The reflections were coming off flying objects.

They were now flying in a long chain, and for a moment Arnold thought them to be geese. He had to rule it out, however, because they were moving too fast and the altitude was too high. There was also a bright glint, which indicated the objects were likely metallic.

He then thought they might be a new type of airplane, and looked closer for a tail on the objects — he was surprised when he couldn't find any. The objects sped toward Mount Rainer, and even though when they moved in front of its snow-covered top they appeared dark, they still flashed bright occasionally. Arnold sometimes saw them completely horizontal; he later said while horizontal they were so thin and flat, they disappeared.

Arnold thought their angular size was about 100 feet long, after he had compared notes with a United Airlines crew who had a similar sighting ten days later. Air Force analysts later estimated it was closer to 140-280 feet.

After the flying objects passed Rainer, Arnold turned his plane so they were flying in the same direction. He wanted to know how fast they were going, so he timed their flight from Rainer to Mount Adams. The objects covered the fifty-mile distance in a minute and 42 seconds: over 1,700 miles per hour. This is three times faster than any manned aircraft available in 1947.

He later rounded down to 1,200 miles per hour because he wasn't exactly sure when the objects disappeared, but that's still faster than any known aircraft.

After the encounter

After landing, Arnold told a few of his friends, who also were pilots, what he had seen up in the sky. They suggested he might have seen guided missiles or a new airplane being tested by the Army.

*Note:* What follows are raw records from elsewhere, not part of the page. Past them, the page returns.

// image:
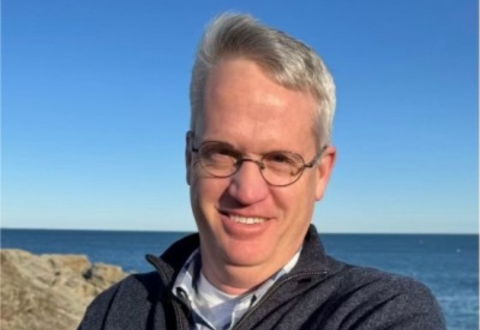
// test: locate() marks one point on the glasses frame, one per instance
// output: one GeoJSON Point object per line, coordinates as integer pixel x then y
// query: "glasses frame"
{"type": "Point", "coordinates": [261, 166]}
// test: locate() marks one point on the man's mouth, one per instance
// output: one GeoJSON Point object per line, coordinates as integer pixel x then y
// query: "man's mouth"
{"type": "Point", "coordinates": [246, 220]}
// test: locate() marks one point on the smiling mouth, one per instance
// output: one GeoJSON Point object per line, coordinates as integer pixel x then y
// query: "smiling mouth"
{"type": "Point", "coordinates": [246, 220]}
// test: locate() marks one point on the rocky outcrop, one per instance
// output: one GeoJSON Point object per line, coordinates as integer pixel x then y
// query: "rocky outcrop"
{"type": "Point", "coordinates": [44, 292]}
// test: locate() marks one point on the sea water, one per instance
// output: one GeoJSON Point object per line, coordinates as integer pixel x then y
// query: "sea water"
{"type": "Point", "coordinates": [447, 264]}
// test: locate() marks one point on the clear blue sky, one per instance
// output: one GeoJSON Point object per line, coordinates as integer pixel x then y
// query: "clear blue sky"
{"type": "Point", "coordinates": [95, 108]}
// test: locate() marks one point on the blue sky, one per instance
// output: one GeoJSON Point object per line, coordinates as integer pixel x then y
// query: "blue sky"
{"type": "Point", "coordinates": [95, 108]}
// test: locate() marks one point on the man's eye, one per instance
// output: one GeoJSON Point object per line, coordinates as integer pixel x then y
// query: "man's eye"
{"type": "Point", "coordinates": [280, 158]}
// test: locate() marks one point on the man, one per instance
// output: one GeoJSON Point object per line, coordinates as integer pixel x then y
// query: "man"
{"type": "Point", "coordinates": [258, 157]}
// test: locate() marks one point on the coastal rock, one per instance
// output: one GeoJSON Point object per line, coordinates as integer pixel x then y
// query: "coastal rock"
{"type": "Point", "coordinates": [49, 291]}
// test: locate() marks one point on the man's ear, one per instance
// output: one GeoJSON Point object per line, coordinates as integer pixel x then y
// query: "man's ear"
{"type": "Point", "coordinates": [188, 154]}
{"type": "Point", "coordinates": [324, 170]}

The next day (June 26), Arnold was interviewed by reporters at the East Oregonian in Pendleton, Oregon. At first the reporters were skeptic of him, but that soon evaporated. A Welsh historian later noted:

Arnold had the makings of a reliable witness. He was a respected businessman and experienced pilot... and seemed to be neither exaggerating what he had seen, nor adding sensational details to his report. He also gave the impression of being a careful observer... These details impressed the newspapermen who interviewed him and lent credibility to his report.

Mike Dash  //  Historian

Arnold was also interviewed by the Associated Press. After his interview, he complained:

This whole thing has gotten out of hand. I want to talk to the FBI or someone. Half the people look at me as a combination of Einstein, Flash Gordon and screwball. I wonder what my wife back in Idaho thinks.

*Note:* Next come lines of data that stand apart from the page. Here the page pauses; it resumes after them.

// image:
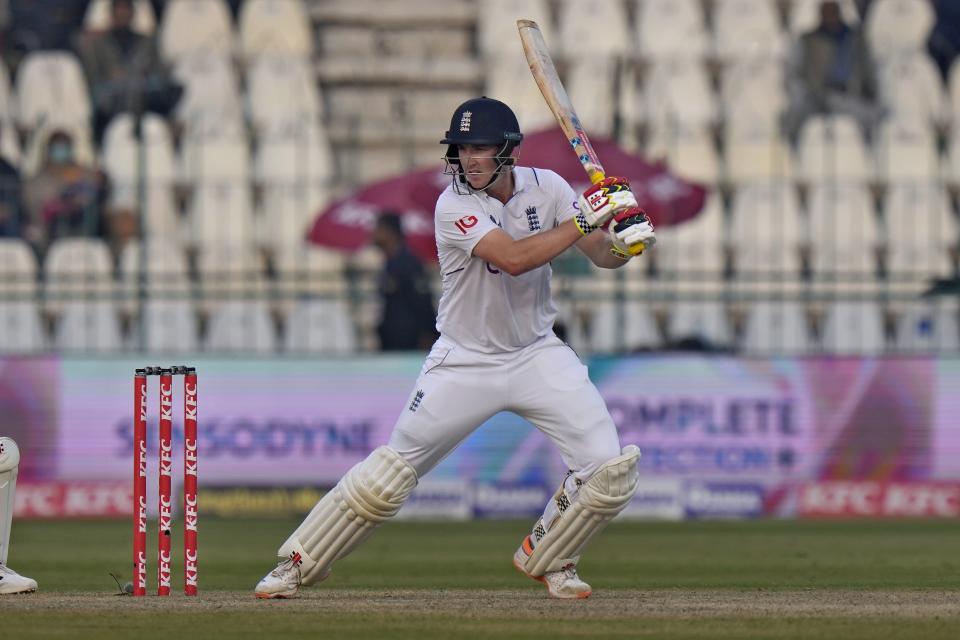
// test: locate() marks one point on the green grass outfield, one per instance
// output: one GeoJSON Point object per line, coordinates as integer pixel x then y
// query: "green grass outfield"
{"type": "Point", "coordinates": [769, 579]}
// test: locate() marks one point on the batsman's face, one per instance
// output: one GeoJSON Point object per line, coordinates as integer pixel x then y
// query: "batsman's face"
{"type": "Point", "coordinates": [478, 162]}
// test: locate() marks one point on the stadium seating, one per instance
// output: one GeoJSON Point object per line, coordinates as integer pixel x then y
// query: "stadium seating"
{"type": "Point", "coordinates": [768, 236]}
{"type": "Point", "coordinates": [189, 27]}
{"type": "Point", "coordinates": [241, 326]}
{"type": "Point", "coordinates": [896, 26]}
{"type": "Point", "coordinates": [906, 152]}
{"type": "Point", "coordinates": [21, 327]}
{"type": "Point", "coordinates": [747, 29]}
{"type": "Point", "coordinates": [282, 95]}
{"type": "Point", "coordinates": [929, 327]}
{"type": "Point", "coordinates": [18, 270]}
{"type": "Point", "coordinates": [51, 91]}
{"type": "Point", "coordinates": [832, 148]}
{"type": "Point", "coordinates": [98, 16]}
{"type": "Point", "coordinates": [805, 15]}
{"type": "Point", "coordinates": [910, 87]}
{"type": "Point", "coordinates": [671, 29]}
{"type": "Point", "coordinates": [77, 269]}
{"type": "Point", "coordinates": [272, 27]}
{"type": "Point", "coordinates": [776, 327]}
{"type": "Point", "coordinates": [89, 326]}
{"type": "Point", "coordinates": [167, 326]}
{"type": "Point", "coordinates": [211, 103]}
{"type": "Point", "coordinates": [320, 326]}
{"type": "Point", "coordinates": [853, 327]}
{"type": "Point", "coordinates": [575, 39]}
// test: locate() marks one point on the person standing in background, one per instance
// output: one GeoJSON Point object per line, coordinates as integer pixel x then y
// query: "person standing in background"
{"type": "Point", "coordinates": [408, 317]}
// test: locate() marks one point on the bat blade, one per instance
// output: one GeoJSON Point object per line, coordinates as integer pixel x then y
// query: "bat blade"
{"type": "Point", "coordinates": [545, 74]}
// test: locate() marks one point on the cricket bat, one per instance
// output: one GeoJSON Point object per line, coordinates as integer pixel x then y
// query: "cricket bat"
{"type": "Point", "coordinates": [545, 74]}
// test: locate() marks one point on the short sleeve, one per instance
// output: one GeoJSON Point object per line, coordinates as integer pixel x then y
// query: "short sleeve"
{"type": "Point", "coordinates": [565, 199]}
{"type": "Point", "coordinates": [462, 230]}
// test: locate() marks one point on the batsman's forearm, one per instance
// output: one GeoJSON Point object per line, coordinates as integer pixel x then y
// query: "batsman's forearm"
{"type": "Point", "coordinates": [539, 249]}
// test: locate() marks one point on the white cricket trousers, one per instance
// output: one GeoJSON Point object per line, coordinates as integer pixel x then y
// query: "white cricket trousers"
{"type": "Point", "coordinates": [545, 383]}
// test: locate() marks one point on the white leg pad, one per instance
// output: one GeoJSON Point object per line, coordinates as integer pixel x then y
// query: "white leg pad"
{"type": "Point", "coordinates": [9, 463]}
{"type": "Point", "coordinates": [599, 500]}
{"type": "Point", "coordinates": [369, 494]}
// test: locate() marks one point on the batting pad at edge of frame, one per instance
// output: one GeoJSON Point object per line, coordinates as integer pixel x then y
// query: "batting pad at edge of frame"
{"type": "Point", "coordinates": [600, 499]}
{"type": "Point", "coordinates": [369, 494]}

Kenneth Arnold  //  July 1947

There were multiple other people who corroborated Arnold's story in addition to the crew of a United Airlines flight: a man in Richland, Washington; a woman in Yakima; and a member of the Washington State Forest Service. Other newspapers around Seattle also had reports of seeing flashes in the sky on the same day. Throughout July 1947, Arnold thought more about what he had seen, and became even more convinced the flashes he saw were of extraterrestrial origin.

In 1949 he was interviewed by the Saturday Evening Post, and said "Since my first observations and report of the so-called 'flying disks' I have spent a great deal of money and time thoroughly investigating the subject... There is no doubt in my mind but what these objects are aircraft of a strange design, and material that is unknown to the civilization of this earth."

1950 rolled around, and Arnold did an interview with a broadcaster named Edward R. Murrow where he claimed he had three additional sightings of nine spacecraft since his first sighting.

Newspaper reports of Arnold's 1947 sighting coined the term we know so well today: "flying saucer."

Just over a week after Arnold's first encounter, a rancher near Corona, New Mexico brought debris found on his farm to the Roswell Sheriff's Office. He believed it to be from a UFO that crashed near his house a few weeks prior.